The basic dough for a Torte is called Biscuit-Teig, which is a basic stirred baking powder risen dough of white flour and eggs. It is baked, cooled, and then carefully cut with a long bread knife into three layers. The bottom layer is spread with a thick layer of a mixture of finely chopped fruit and whipped cream; next, the second layer is set on top and, likewise, spread with the same mixture; and, finally, the top layer is carefully positioned on top. The entire Torte is covered in whipped cream and may be sprinkled with chocolate flakes. The top is then garnished with slices of fruit and may be glazed with a light fruit gelatin to give it a finished appearance.

Torten were a weekly event in our household. We had them pretty much every Sunday and when company came over.

Do you enjoy Torten? How? What are your experiences of fine Torten and exquisite baking?


----------



## Radames (Feb 27, 2013)

I used to make sachertorte. But imo it's not strictly a tort since it has flour. A real torte has very little or no flour. I made a chocolate poppy seed torte once. I gave a piece to a guy and he spat it out into the trash! It had a really odd flavor - poppy seeds.


----------



## Figleaf (Jun 10, 2014)

I'm not sure exactly what desserts I had in Germany- it was a long time ago- but they were all delicious. German desserts and baked goods are probably the best in the world!


----------



## hpowders (Dec 23, 2013)

Torten morgen to you!


----------



## ArtMusic (Jan 5, 2013)

I like chocolate cake if that's what the poll is asking.


----------



## brotagonist (Jul 11, 2013)

Radames said:


> I used to make sachertorte. But imo it's not strictly a tort since it has flour. A real torte has very little or no flour. I made a chocolate poppy seed torte once. I gave a piece to a guy and he spat it out into the trash! It had a really odd flavor - poppy seeds.

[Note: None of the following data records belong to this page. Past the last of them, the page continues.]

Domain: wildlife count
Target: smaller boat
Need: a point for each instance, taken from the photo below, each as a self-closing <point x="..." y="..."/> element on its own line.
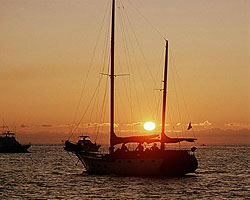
<point x="9" y="144"/>
<point x="83" y="145"/>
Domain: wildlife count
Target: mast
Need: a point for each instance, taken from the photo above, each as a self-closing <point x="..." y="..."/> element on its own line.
<point x="164" y="98"/>
<point x="112" y="76"/>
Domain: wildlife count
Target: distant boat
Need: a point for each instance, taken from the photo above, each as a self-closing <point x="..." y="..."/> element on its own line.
<point x="9" y="144"/>
<point x="150" y="162"/>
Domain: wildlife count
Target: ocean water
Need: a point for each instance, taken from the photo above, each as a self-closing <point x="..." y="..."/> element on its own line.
<point x="48" y="172"/>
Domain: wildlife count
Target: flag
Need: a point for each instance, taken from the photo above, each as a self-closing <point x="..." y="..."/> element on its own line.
<point x="189" y="126"/>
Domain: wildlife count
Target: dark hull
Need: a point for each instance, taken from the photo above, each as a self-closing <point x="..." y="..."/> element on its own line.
<point x="15" y="149"/>
<point x="79" y="148"/>
<point x="162" y="163"/>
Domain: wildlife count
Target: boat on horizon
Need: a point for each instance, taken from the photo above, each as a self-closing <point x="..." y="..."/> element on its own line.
<point x="139" y="162"/>
<point x="9" y="144"/>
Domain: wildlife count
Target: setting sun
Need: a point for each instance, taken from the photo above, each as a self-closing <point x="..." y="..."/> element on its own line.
<point x="149" y="126"/>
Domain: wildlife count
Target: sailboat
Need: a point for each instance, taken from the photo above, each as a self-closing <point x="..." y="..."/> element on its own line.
<point x="154" y="162"/>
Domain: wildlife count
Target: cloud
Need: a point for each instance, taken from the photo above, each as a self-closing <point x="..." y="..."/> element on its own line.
<point x="46" y="125"/>
<point x="134" y="124"/>
<point x="237" y="125"/>
<point x="205" y="123"/>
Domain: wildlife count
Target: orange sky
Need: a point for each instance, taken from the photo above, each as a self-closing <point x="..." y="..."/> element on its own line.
<point x="46" y="47"/>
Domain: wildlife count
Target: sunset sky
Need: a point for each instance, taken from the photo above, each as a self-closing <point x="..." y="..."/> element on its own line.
<point x="46" y="48"/>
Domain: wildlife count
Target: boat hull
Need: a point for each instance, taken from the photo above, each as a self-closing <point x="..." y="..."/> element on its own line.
<point x="15" y="149"/>
<point x="166" y="163"/>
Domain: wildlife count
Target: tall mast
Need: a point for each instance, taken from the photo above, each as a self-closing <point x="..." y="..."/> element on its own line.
<point x="112" y="76"/>
<point x="164" y="98"/>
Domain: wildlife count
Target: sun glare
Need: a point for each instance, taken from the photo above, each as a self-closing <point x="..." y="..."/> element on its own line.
<point x="149" y="126"/>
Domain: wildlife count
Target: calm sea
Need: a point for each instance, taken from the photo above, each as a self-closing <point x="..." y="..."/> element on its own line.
<point x="51" y="173"/>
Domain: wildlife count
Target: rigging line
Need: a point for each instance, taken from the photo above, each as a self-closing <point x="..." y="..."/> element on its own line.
<point x="129" y="63"/>
<point x="141" y="51"/>
<point x="105" y="63"/>
<point x="144" y="88"/>
<point x="178" y="79"/>
<point x="103" y="107"/>
<point x="77" y="125"/>
<point x="148" y="21"/>
<point x="176" y="96"/>
<point x="157" y="75"/>
<point x="123" y="80"/>
<point x="182" y="93"/>
<point x="90" y="65"/>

I'm not sure what you mean by "a real torte has very little or no flour."  A Torte is primarily dough, typically layered with fillings of fruit, nuts, jam, jelly, whipped cream, etc., and coated with more of the same, more or less.

For shame! I think poppy seeds are heavenly  You need to try poppyseed roll


----------



## brotagonist (Jul 11, 2013)

Figleaf said:


> German desserts and baked goods are probably the best in the world!


I have to agree. I know that sounds biased, but I think it is justifiably true. The French have very fine custards and fruit tarts, but nothing like the marvellous fine baking of the Germans. And Käsekuchen (cheesecake)... the real baked type made with quark and eggs, not the pasty, heavy processed cream cheese varieties that commonly get passed off as the real thing.


----------



## elgar's ghost (Aug 8, 2010)

I've put on three pounds just by reading this thread! Torten sounds delicious, though.


----------



## ptr (Jan 22, 2013)

is the purfect breckie after a hard night playing umpa umpa with ze brass band at ones local Bierstubeer!

Wiedersehen!

/ptr


----------



## Guest (May 16, 2015)

Hey, I love German goodies as much as the next piggy, but I do feel they are a Twin Peak with Italian ones.


----------



## Figleaf (Jun 10, 2014)

dogen said:


> Hey, I love German goodies as much as the next piggy, but I do feel they are a Twin Peak with Italian ones.


True, I forgot about tiramisu. What a dilemma!


----------



## Guest (May 16, 2015)

Figleaf said:


> True, I forgot about tiramisu. What a dilemma!


You'd have to carry out a side-by-side comparison.


----------



## tdc (Jan 17, 2011)

I think it tastes pretty good, but not really my style of desert. A little too rich and too much whipped cream.


----------



## Radames (Feb 27, 2013)

brotagonist said:


> I'm not sure what you mean by "a real torte has very little or no flour."  A Torte is primarily dough, typically layered with fillings of fruit, nuts, jam, jelly, whipped cream, etc., and coated with more of the same, more or less.
> 
> For shame! I think poppy seeds are heavenly  You need to try poppyseed roll


I was taught that the difference between a tote and a cake was that a torte had little or no flour.



> A dessert cake, containing little or no flour, made with nuts, sugar, eggs, and flavorings. Torte is a rich cake often made in layers with a filling, such as jam and butter cream. Generally a pan with a removable sides or a springform pan is used for baking these cakes.


Have you ever just eaten ONLY poppy seeds? Because that's what this tote was - it had ground poppy seeds in place of the flour. There was just a bit of chocolate in it. It was just way too many poppy seeds.

This looks like the recipe I used:

http://www.epicurious.com/recipes/food/views/poppy-seed-chocolate-torte-941


----------